The message from the mayor's office was stark and simple
"Whereas it has become evident that all persons present should leave the jurisdiction..." read the Aug. 26, 2011 message sent by then-Berkeley Mayor Jason J. Varano and Police Chief Karin T. DiMichele.
But the the notice didn't just include the usual ocean and bayfront areas in South Seaside Park and Pelican island.
This time it included residents who lived in the mainland waterfront areas - "...all homes along the Cedar Creek, the Toms River and the bayfront shall evacuate the area."
And in case residents didn't get the message, police officers cruised slowly down street after street that Friday night. Bayview Avenue, Harbor Inn Road, Neary Avenue, Cedar Beach, Sandpiper Beach, Riviera Beach, Good Luck Point, Toms River Shores, Glen Cove and Berkeley Shores.
Mandatory evacuations were underway. Residents had until noon Saturday to get out. Police officers handed notices or taped them to front doors.
"Severe weather situation is in effect. Possibility of extreme weather conditions. MANDATORY EVACUATIONS"
The mainland evacuations were the first that then-Township Councilman, now Mayor Carmen F. Amato Jr. could remember.

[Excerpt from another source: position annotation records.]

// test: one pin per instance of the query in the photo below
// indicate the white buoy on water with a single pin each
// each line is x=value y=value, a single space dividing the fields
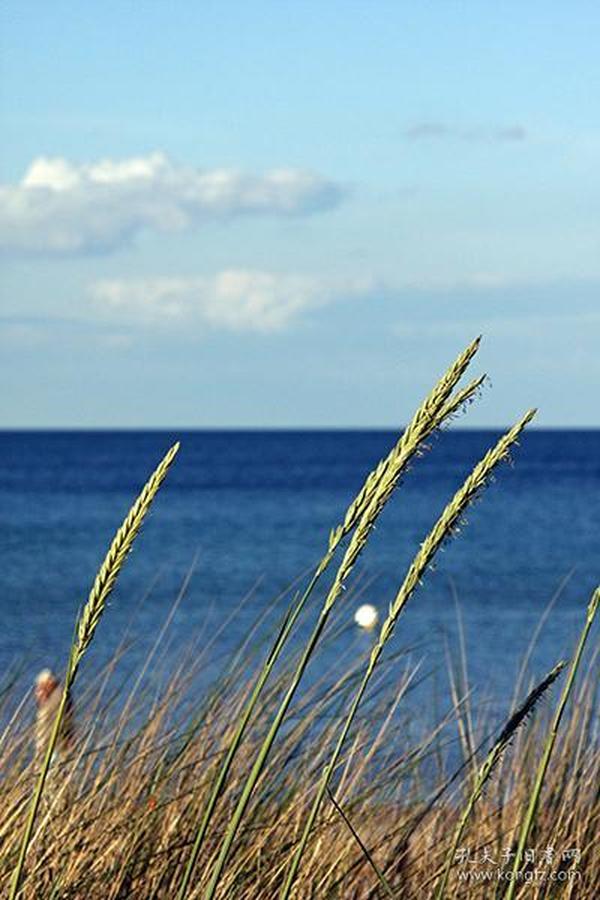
x=366 y=616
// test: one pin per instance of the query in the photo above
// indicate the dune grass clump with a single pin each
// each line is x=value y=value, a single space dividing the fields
x=264 y=787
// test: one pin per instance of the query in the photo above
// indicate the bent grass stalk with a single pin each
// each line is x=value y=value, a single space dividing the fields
x=542 y=769
x=490 y=763
x=441 y=530
x=353 y=514
x=360 y=519
x=85 y=627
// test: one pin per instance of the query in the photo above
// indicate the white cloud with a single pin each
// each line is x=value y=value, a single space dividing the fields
x=63 y=208
x=231 y=300
x=427 y=131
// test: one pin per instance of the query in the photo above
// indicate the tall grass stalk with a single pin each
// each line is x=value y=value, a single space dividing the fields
x=490 y=763
x=359 y=520
x=442 y=529
x=85 y=628
x=540 y=775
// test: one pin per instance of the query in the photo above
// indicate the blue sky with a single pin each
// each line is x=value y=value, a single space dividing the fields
x=290 y=214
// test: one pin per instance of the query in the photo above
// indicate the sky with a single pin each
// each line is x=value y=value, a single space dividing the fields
x=296 y=214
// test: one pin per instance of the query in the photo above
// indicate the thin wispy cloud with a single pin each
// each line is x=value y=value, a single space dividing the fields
x=430 y=131
x=238 y=300
x=63 y=208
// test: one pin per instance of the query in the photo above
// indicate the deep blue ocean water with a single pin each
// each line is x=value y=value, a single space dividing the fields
x=255 y=509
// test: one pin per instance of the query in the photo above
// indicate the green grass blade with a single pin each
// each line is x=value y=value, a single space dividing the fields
x=86 y=625
x=361 y=516
x=489 y=765
x=442 y=529
x=530 y=814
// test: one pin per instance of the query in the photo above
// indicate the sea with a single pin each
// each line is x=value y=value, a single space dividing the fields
x=244 y=516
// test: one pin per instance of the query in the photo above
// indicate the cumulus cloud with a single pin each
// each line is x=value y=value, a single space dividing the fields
x=424 y=131
x=63 y=208
x=231 y=300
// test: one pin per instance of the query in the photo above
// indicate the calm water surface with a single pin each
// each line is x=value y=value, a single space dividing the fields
x=255 y=509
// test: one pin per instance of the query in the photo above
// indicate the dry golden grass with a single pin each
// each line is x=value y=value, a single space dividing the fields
x=258 y=788
x=133 y=803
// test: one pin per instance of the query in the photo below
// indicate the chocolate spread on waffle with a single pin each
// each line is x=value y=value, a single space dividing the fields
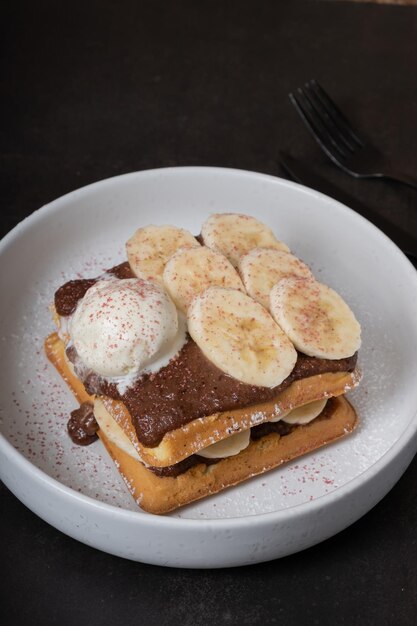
x=256 y=432
x=189 y=387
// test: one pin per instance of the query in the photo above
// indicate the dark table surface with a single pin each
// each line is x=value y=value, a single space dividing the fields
x=95 y=89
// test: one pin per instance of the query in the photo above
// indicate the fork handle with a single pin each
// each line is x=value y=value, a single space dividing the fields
x=401 y=178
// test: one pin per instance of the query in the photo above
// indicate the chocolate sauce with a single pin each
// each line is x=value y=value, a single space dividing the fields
x=67 y=296
x=189 y=387
x=82 y=425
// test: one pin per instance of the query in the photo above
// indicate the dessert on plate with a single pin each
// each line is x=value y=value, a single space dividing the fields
x=203 y=361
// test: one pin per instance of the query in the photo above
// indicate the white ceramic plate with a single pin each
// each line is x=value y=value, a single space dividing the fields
x=79 y=491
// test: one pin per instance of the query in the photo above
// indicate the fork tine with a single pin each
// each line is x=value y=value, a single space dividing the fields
x=338 y=132
x=333 y=111
x=315 y=126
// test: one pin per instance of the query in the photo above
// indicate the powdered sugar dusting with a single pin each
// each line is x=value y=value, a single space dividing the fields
x=35 y=402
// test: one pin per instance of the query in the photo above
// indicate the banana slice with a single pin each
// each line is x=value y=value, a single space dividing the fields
x=302 y=414
x=262 y=268
x=191 y=271
x=227 y=447
x=315 y=318
x=240 y=337
x=149 y=249
x=234 y=234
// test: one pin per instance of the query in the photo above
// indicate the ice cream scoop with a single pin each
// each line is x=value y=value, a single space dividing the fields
x=120 y=327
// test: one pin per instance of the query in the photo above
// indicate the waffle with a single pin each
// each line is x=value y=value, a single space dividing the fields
x=161 y=494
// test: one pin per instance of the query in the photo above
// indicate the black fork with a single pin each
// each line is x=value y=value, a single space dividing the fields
x=336 y=136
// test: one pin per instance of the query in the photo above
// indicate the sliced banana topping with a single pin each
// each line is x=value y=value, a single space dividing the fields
x=315 y=318
x=262 y=268
x=150 y=247
x=191 y=271
x=234 y=234
x=240 y=337
x=302 y=414
x=227 y=447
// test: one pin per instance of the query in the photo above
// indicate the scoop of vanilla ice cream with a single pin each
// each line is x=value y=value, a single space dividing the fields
x=120 y=326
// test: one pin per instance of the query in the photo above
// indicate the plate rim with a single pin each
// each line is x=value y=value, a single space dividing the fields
x=407 y=435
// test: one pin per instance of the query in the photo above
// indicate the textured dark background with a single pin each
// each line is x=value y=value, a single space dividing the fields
x=94 y=89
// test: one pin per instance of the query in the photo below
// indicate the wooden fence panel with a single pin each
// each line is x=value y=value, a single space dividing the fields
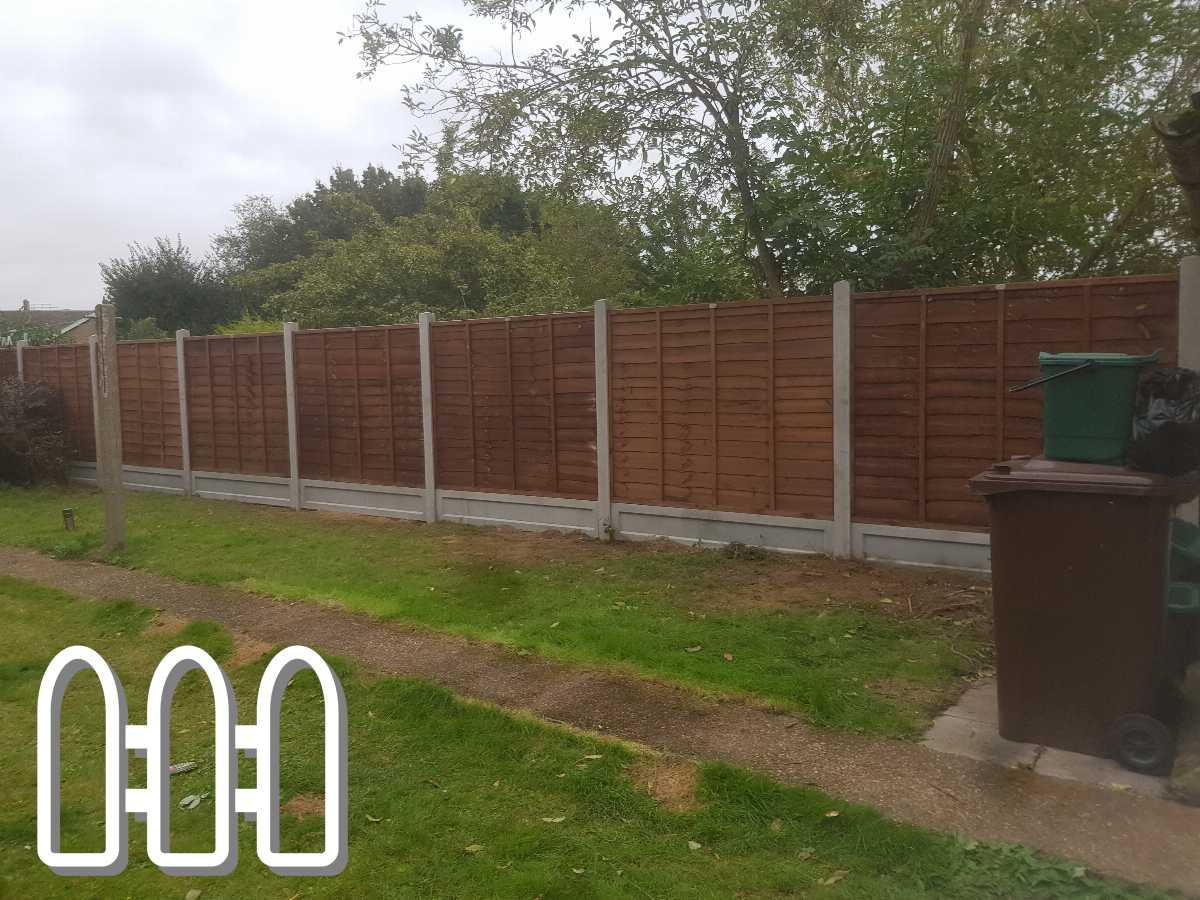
x=67 y=367
x=359 y=405
x=933 y=371
x=515 y=405
x=149 y=381
x=237 y=405
x=724 y=407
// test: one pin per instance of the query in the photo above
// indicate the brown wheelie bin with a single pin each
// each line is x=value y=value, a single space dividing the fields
x=1079 y=561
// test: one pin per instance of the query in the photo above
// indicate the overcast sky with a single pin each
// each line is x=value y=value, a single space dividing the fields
x=129 y=119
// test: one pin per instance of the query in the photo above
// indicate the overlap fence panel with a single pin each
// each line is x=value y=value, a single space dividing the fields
x=931 y=377
x=724 y=407
x=359 y=405
x=237 y=405
x=515 y=405
x=66 y=367
x=149 y=382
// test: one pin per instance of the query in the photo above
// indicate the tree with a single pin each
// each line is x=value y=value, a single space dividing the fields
x=443 y=263
x=682 y=87
x=1180 y=133
x=167 y=285
x=1053 y=172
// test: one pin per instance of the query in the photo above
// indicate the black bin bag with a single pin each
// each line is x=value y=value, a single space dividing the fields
x=1167 y=423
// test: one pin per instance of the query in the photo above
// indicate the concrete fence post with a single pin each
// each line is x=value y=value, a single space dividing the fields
x=185 y=435
x=109 y=448
x=843 y=420
x=289 y=381
x=604 y=455
x=429 y=439
x=1188 y=351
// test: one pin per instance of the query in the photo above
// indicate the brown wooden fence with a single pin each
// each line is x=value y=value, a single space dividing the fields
x=69 y=369
x=726 y=407
x=7 y=363
x=931 y=372
x=237 y=405
x=515 y=405
x=149 y=387
x=359 y=406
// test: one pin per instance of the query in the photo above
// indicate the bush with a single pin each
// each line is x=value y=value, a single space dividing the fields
x=33 y=433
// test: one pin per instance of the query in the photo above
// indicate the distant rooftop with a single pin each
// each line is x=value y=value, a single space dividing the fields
x=34 y=317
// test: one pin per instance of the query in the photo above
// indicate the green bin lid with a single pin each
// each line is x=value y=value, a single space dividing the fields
x=1101 y=359
x=1183 y=597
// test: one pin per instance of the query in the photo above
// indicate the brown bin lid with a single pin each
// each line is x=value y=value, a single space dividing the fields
x=1042 y=474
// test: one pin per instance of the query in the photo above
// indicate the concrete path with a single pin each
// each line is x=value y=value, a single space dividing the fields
x=971 y=727
x=1114 y=832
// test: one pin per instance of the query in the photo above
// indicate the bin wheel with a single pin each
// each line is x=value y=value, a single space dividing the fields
x=1143 y=744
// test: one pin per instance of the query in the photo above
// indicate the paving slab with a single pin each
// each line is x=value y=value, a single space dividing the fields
x=971 y=729
x=1097 y=771
x=978 y=741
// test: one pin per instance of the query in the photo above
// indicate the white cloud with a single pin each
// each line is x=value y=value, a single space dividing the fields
x=129 y=119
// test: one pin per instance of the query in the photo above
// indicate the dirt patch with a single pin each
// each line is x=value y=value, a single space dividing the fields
x=305 y=804
x=246 y=649
x=895 y=592
x=1134 y=838
x=516 y=547
x=670 y=781
x=166 y=624
x=928 y=697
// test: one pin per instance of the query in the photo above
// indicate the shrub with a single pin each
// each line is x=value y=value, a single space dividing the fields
x=33 y=433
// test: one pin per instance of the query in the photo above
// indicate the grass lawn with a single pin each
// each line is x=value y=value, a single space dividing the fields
x=456 y=799
x=846 y=646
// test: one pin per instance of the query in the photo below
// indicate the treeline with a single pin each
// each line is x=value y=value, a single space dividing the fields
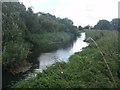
x=104 y=25
x=23 y=30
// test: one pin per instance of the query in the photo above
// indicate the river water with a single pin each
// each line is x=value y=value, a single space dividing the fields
x=47 y=59
x=63 y=54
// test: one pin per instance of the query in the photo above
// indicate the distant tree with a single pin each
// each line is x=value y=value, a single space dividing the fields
x=87 y=27
x=103 y=24
x=115 y=23
x=80 y=27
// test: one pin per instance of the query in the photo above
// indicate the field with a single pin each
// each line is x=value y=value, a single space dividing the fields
x=97 y=66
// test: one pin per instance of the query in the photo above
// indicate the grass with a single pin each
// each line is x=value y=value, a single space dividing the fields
x=51 y=40
x=85 y=69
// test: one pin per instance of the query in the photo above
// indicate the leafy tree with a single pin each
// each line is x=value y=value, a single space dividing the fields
x=103 y=24
x=115 y=23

Amato has lived in Bayville for 40 years.
"I do remember Hurricane Gloria in the mid-1980s was supposed to be bad and in the late 1990's Hurricane Floyd was pretty bad," he said.
The day before, then-Freeholder Director Joseph H. Vicari and Ocean County Emergency Management officials hunkered down at Robert J. Miller Airpark off Route 530 to brace themselves and residents for the coming storm.
Vicari wasted no time declaring a state of emergency in Ocean County, well ahead of the hurricane, which was expected to hit hard the next morning.
"Our goal is we don't want one life lost," Vicari said at the press conference. "In our lifetimes, this is the biggest hurricane we've ever experienced."
Vicari also said that people ordered to evacuate must leave.
"We are telling people their lives are in danger," he said then. "It will happen. Don't be complacent. We can't stop 100 mile an hour winds. We can't stop a storm surge."
Berkeley officials and residents were hampered by evacuation orders, because there were and still aren't public shelters available in Berkeley, due to a lack of generators. Central Regional High School and the Berkeley Township Elementary School went unused.
Berkeley residents who had to leave either headed to family and friends or had to take their chances getting into a Toms River shelter. Toms River High School North filled up rapidly and officials there had to open more schools to cope with evacuees.
Eventually, Varano and DiMichele opened up St. Maximilian Kolbe R.C. Church off Mule Road in the western section of the township as an emergency shelter. The church had an emergency generator, but no beds, just tables and chairs, Township Councilwoman Judy Noonan said then.
The worst arrived on Saturday. Power went out in a number of areas throughout the township. Trees blew down, branches littered the roadways. But the winds never reached the expected 100 miles per hour.
When it was all over, South Seaside Park, Pelican Island, Good Luck Point and Glen Cove, were hit the hardest, Varano said at the time.
Flood waters were two to three feet deep in Pelican Island and South Seaside Park. Roads into Pelican Island were blocked off.
William Vannella, deputy public works director, compared the flooding to the December 1992 Noreaster.
Meteorologist Steve DiMartino, of NYNJPAWeather.com, said Irene "wasn't overhyped."
"It was forecast to reach New York City as a weak category one hurricane, and it did just that," DiMartino said back then. "If you didn't experience hurricane force winds, consider yourself lucky."
DiMartino said that as Irene moved along the coast, it was pulling in dry air from the land, essentially collapsing itself from within. That caused the storm to weaken in terms of both wind and rainfall amounts.
But even though the storm weakened as it neared New Jersey – its eye was barely visible by the time it came ashore at Little Egg Inlet in Ocean County – what is and isn't a major storm is "all relative," DiMartino said.
"The reality is that we have hundreds of thousands of people without power, trees are down everywhere, and some people did feel hurricane force winds," he said. "It wasn't as if they were forecasting for a category three hurricane to hit."
Don't get too complacent. Although the 2012 hurricane season has been virtually non-existent along the Atlantic seaboard, Tropical Storm Isaac is now churning on a west-northwest path south of Puerto Rico.